03/07/2017
« Devenir autre, devenir moi »
Auđur Ava Ólafsdóttir, L’Embellie, traduit de l’islandais par Catherine Eyjólfsson, Zulma, 2017
« Là, tout va par trois, dit-elle, trois hommes dans votre vie sur une distance de trois cents kilomètres, trois bêtes mortes, trois accidents mineurs ou plutôt trois incidents malencontreux et il n’est pas certain qu’ils vous affectent directement, des bêtes seront estropiées, hommes et femmes vivront. Il est tout de même clair que trois bêtes mourront avant que vous ne rencontriez l’homme de votre vie. ». La voyante a bizarrement tout anticipé ; sans qu’on s’en doute, sans qu’on y croie vraiment, le roman est contenu dès le début dans ces paroles. Le roman, non : les faits qui en constituent la trame narrative ; le reste (l’essentiel) réside dans l’art inimitable de la conteuse Auđur Ava Ólafsdóttir : son écriture, sa maîtrise de la structure romanesque, son attachement contagieux aux personnages.

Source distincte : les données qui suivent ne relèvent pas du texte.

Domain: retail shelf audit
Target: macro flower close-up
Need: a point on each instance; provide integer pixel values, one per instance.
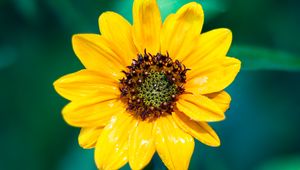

Elle aurait de quoi pester ou avoir le cafard, la jeune femme de 33 ans, polyglotte, traductrice et correctrice de son état, qui raconte ici son histoire (son histoire actuelle, et des souvenirs qui lui viennent par bribes en fonction des événements) : elle quitte son amant juste avant que son mari la quitte, des animaux viennent se jeter sous les roues de sa voiture, son amie Auđur, enceinte de jumeaux, lui confie son fils Tumi, mal entendant, mal voyant, alors qu’elle ne s’est jamais occupée d’enfants… En revanche, le pur hasard lui sourit, puisqu’elle gagne coup sur coup un chalet « prêt-à-monter » et une fortune au loto. Tout cela entraîne pour elle un changement radical de vie, qu’elle entérine en décidant de partir vers l’est, en ce mois de novembre islandais particulièrement pluvieux, sur une route littorale pleine d’embûches, pour rejoindre le village de son enfance, en coupant tout lien avec son passé immédiat. « Me voilà en vadrouille dans le noir et la pluie avec un enfant qui ne m’est rien, trois animaux de compagnie dans un bocal, un petit tas de documents qui ne valent pas d’être mentionnés et, last but not least, une boîte à gants bourrée de billets de banque : tout baigne. ».
Situations cocasses, péripéties périlleuses, réactions inattendues, décisions de dernier moment, paroles (et plus) échangées sans hésitations avec des inconnus, communication intense et mystérieuse avec son petit protégé… L’héroïne mène son périple avec une obstination salutaire et une volonté sans faille ; elle y trouve son bonheur : « En réalité, je ne puis guère être plus heureuse, car je commence à savoir qui je suis, je commence à devenir autre, devenir moi. ». Roman de l’aventure extérieure et intérieure, de la transformation de soi, plein d’humour et de tendresse, L’Embellie se lit avec d’autant plus de délectation que sa dernière partie est entièrement consacrée à « quarante-sept recettes de plats ou de boissons ainsi qu’une recette de tricot qui interviennent au fil » du récit. À expérimenter, et à consommer à loisir.